How to Revive Wassailing | History Today - 4 minutes read


When I give talks about the medieval festival year, one of the questions people most often ask me is ‘are there any medieval traditions you think we should revive?’ I’m never quite sure how to answer. Reviving old traditions can be a lot of fun, but it’s also a tricky issue; there’s a danger of artificiality, twee archaism which can make once-vibrant customs seem false and meaningless.

Last January I had a memorable experience which seemed a model for how old traditions can successfully be brought to life again. It was just after Twelfth Night, around the return to work after the Christmas holidays – a moment in the year which for most people in Britain now passes unnoticed, but which was for centuries an important occasion for festivity and communal celebration. I went to a nearby village to take part in a revived Twelfth Night custom: wassailing fruit trees to ensure a good crop of fruit in the coming year.


Traditionally, wassailing involves singing to the trees, beating them with sticks, toasting them with cider or putting bits of ale-soaked bread in their branches. The original rationale behind this custom isn’t clear; the idea might have been to waken the trees after the dead season of midwinter, though some people claim it is about driving away evil spirits or appeasing the spirits of the trees themselves.


Wassailing is often popularly said to be a medieval custom because the word has medieval roots: it goes back to the phrase ‘wæs hail’, ‘be well’, a toast used to wish someone health when presenting them with a drink. Once a formal greeting, in medieval England ‘wassail’ became a general word for drinking and feasting, and a name for the alcoholic drink itself. In medieval sources, wassailing is not connected to crops. The first recorded wassailing of fruit trees at Twelfth Night dates from the late 16th century. There are no exact medieval precedents.


From the early modern period onwards, however, it was a well-attested custom across southern England. It was always a tradition with great regional diversity, reflecting the crops and culture of different areas: in the West Country cider played an important role, while in the Weald there would be costumes, horn-blowing and trees splashed with ale. Though it had almost died out by the early 20th century, wassailing is now a tradition in rude health. Over the past hundred years it has been successfully revived all over Britain, and can be found in many places outside its former apple-growing heartlands.


What I liked about the wassailing I attended last winter was that there was no pretence at authenticity – no sense in which anyone was trying artificially to re-enact an old-fashioned tradition. This was a processional event, as hundreds of people wound their way through gardens across the village over the course of several hours (it is a small village, but no one was in any hurry). There was enthusiastic shouting and beating of the apple trees, but also an assortment of other activities which had nothing to do with the old traditions of wassailing: a stick-throwing competition; a contest for children to be crowned king and queen of the wassail; a very modern mummers’ play about contemporary politics (Putin made an appearance); and, as the short day turned to night, fireworks and dancing with lighted torches.


Essentially this was not a revival but a new custom, inspired by tradition but recently created for this community – a rural village growing fast because of housing development, and so perhaps especially in need of a tradition that can include newcomers and long-term residents alike. The mood was welcoming, also drawing in people like me who had come from outside the village just out of curiosity. Anyone who was willing to trudge around on a murky day, amid occasional bursts of rain, was welcome to join the fun – and there were crowds of people, of all ages, happy to do so.

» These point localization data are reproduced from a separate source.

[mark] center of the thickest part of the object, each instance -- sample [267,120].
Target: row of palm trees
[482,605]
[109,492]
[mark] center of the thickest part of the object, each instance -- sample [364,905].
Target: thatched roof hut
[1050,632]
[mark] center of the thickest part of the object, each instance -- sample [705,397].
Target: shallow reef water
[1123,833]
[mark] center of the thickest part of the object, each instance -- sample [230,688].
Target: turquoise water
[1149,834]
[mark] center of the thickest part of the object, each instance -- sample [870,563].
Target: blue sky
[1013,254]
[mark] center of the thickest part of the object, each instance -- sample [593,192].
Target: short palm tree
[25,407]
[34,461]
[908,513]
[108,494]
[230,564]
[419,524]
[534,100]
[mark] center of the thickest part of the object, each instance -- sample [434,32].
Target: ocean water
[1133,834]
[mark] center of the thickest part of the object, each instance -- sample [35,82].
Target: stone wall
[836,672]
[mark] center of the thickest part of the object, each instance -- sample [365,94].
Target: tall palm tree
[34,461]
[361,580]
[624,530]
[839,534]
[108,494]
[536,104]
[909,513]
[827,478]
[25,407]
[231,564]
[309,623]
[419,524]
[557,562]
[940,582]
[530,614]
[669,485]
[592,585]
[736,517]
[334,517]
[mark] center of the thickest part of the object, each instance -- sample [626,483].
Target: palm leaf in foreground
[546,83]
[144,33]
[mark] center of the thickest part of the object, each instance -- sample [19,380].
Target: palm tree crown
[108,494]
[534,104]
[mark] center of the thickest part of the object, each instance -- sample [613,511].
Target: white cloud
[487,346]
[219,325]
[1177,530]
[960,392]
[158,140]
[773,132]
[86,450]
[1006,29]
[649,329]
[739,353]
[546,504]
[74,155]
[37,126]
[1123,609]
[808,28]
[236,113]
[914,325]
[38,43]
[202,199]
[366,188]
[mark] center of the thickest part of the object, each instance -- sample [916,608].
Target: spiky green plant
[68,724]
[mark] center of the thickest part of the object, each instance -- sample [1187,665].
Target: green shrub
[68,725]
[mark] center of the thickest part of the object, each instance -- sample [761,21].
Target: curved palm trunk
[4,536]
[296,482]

It was a joyous way to start the year amid the gloom of early January. To me, it seemed a perfect example of how tradition can be an inspiration rather than a burden, and how such customs can respond to the needs of the communities which perform them. Tradition is a living thing. If we want to revive old ways of finding more colour, fellowship and fun at this dreary time of year, we can take inspiration from the past – but we can also make something new out of it in any way we want.



Eleanor Parker is Lecturer in Medieval English Literature at Brasenose College, Oxford and the author of Conquered: The Last Children of Anglo-Saxon England (Bloomsbury, 2022).